Growing up, it was hard. Life was hard. Being a tad overweight, confused about who I was, and what I wanted out of life. It was hard. I was angry, I was hurting, and confused. I was finding myself constantly in a state of stress, and at the time, I internalized all of it. I struggled with self-esteem, bullying, hating the place where I grew up, blaming everything and everyone for the way I handled the world around me. There was no understanding on my part, it was all black and white. Either I loved someone, a friend or family member, or I hated them to the core of my being. It was extremes, in my emotions, my opinions, my interpersonal relationships. And in those extremes, I made a lot of mistakes.

I grew up, as one might suspect, in a rather lower class family. Verging on poverty, really. And I suspect myself, that it was a lot worst than I was made aware of. My parents divorced when I was young, and both remarried to people that were just as unstable as they were. I had no true guidance growing up. There was traditional Christianity. My mother, whom I lived with, was adamant we go on Sunday. We participate in all the youth activities. Do choir. Anything we could. I went with it, until I got older. As a teenager, I discovered I felt nothing for Christ, or the God that my family worshipped. And I also found no God in my home. With the screaming, the fighting, the punishments. I found no God in my father either. With the way he abandoned me, and then later in life knocked me around. It was a harsh reality that I found myself facing. If God wasn't there, if I felt nothing, what was I to do?

So I drifted.

For awhile actually. I dabbled, I read, I learned, trying to find my place in all of it. And while I was doing so, I was getting older. Getting out of my mothers home, getting away from the father that had convinced me he loved me more before trapping me with him for nearly five years. Paying his bills, taking his abuse in the name of family loyalty. It was a long, lonely road, where I still internalized everything. Blaming myself for the faults of others, blaming others for the abuse of my family. Struggling to come to grips with my rapidly declining mental health.

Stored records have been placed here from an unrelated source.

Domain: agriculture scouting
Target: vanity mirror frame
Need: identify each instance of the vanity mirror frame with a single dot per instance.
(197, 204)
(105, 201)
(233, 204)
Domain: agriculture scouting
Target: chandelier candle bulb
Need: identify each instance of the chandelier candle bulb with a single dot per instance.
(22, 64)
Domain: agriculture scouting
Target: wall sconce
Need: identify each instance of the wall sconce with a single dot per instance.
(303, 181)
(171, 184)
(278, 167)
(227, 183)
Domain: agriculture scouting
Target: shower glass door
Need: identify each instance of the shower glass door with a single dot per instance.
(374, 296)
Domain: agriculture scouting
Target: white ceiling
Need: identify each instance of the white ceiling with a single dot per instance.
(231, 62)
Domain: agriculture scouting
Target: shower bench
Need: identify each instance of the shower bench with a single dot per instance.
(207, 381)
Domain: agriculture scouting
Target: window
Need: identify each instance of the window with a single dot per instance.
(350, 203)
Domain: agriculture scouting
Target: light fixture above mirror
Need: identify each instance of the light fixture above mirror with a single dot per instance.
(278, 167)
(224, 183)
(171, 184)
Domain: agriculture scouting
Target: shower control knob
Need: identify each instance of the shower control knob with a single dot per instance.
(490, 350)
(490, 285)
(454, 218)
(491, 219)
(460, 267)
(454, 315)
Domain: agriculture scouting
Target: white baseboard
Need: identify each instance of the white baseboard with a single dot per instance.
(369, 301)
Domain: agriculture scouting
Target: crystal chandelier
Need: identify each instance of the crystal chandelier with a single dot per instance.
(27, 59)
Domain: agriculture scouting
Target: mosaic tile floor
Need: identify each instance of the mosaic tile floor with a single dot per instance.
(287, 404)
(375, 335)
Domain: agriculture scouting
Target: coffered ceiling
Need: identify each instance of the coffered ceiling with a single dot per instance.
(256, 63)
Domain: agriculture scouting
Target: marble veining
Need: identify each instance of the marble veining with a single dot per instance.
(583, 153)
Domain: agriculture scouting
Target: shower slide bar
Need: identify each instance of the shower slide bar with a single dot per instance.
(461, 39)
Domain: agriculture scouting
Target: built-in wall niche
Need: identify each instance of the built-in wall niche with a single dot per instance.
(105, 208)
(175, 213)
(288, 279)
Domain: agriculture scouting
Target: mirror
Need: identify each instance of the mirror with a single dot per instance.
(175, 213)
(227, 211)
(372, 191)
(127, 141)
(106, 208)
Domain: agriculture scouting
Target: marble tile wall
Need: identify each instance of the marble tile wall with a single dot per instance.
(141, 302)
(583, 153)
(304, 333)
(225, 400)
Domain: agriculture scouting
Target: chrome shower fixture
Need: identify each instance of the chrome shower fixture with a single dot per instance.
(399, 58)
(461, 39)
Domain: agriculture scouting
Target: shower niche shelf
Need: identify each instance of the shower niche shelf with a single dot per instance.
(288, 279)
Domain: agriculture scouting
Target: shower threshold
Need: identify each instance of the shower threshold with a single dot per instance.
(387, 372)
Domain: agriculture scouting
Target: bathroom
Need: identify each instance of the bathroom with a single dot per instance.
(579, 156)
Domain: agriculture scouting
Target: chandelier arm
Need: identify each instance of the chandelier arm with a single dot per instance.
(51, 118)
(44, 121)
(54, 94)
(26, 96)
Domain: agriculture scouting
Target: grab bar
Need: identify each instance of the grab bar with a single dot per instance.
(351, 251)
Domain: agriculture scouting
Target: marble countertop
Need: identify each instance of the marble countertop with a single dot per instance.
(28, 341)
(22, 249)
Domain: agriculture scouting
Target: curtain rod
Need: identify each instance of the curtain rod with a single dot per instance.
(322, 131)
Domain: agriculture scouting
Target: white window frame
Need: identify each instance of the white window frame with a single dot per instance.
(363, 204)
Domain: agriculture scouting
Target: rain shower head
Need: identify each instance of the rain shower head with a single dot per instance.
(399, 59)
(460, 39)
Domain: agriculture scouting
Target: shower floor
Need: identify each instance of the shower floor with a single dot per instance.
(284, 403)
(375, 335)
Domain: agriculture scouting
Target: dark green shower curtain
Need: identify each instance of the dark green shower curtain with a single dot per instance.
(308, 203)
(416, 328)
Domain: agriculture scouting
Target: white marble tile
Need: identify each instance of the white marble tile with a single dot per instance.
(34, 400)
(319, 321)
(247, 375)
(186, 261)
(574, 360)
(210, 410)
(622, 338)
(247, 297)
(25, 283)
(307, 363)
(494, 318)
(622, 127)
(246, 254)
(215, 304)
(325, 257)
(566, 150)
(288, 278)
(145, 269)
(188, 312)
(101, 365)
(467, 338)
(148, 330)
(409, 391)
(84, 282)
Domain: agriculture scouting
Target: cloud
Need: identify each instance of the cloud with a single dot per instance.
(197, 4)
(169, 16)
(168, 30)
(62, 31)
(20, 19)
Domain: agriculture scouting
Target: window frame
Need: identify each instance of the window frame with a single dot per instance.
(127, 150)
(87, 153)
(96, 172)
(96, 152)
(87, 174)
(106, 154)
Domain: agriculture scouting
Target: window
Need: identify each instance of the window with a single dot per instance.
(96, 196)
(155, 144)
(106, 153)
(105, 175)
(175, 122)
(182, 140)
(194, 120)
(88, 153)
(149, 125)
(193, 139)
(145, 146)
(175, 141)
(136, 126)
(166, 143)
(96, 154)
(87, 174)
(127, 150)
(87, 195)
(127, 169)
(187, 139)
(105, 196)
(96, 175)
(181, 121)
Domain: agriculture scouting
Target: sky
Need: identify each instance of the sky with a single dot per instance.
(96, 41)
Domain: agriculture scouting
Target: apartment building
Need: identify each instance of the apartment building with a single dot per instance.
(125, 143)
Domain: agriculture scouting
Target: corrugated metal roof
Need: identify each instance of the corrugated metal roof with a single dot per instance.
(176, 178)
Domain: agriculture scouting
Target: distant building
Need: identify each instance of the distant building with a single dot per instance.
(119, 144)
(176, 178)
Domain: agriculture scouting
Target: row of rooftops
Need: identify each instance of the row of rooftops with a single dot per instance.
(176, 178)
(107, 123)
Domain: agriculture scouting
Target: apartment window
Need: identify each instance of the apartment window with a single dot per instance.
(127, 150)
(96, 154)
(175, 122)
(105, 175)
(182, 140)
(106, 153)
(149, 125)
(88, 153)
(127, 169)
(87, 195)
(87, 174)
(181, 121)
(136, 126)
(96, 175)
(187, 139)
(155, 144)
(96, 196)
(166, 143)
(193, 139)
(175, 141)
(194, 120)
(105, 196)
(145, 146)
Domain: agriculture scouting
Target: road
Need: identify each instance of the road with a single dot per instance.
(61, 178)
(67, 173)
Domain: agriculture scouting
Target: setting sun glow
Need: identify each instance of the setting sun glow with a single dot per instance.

And then there was witchcraft. The first time I touched it, read a page from a book, dabbled just a tiny bit, I felt a flourish of renewed energy within myself. I felt as though I had found something worth hanging on to. Of course, in my decline, I struggled to learn. As one does when they can't grapple with the idea of self-regulation and responsibility. And that was just it, it was the fact that there was no more praying my sins away, relying on a faceless God to deem me still worthy when I in turn abuse others, because I had nowhere to put all the grief and anger inside of myself.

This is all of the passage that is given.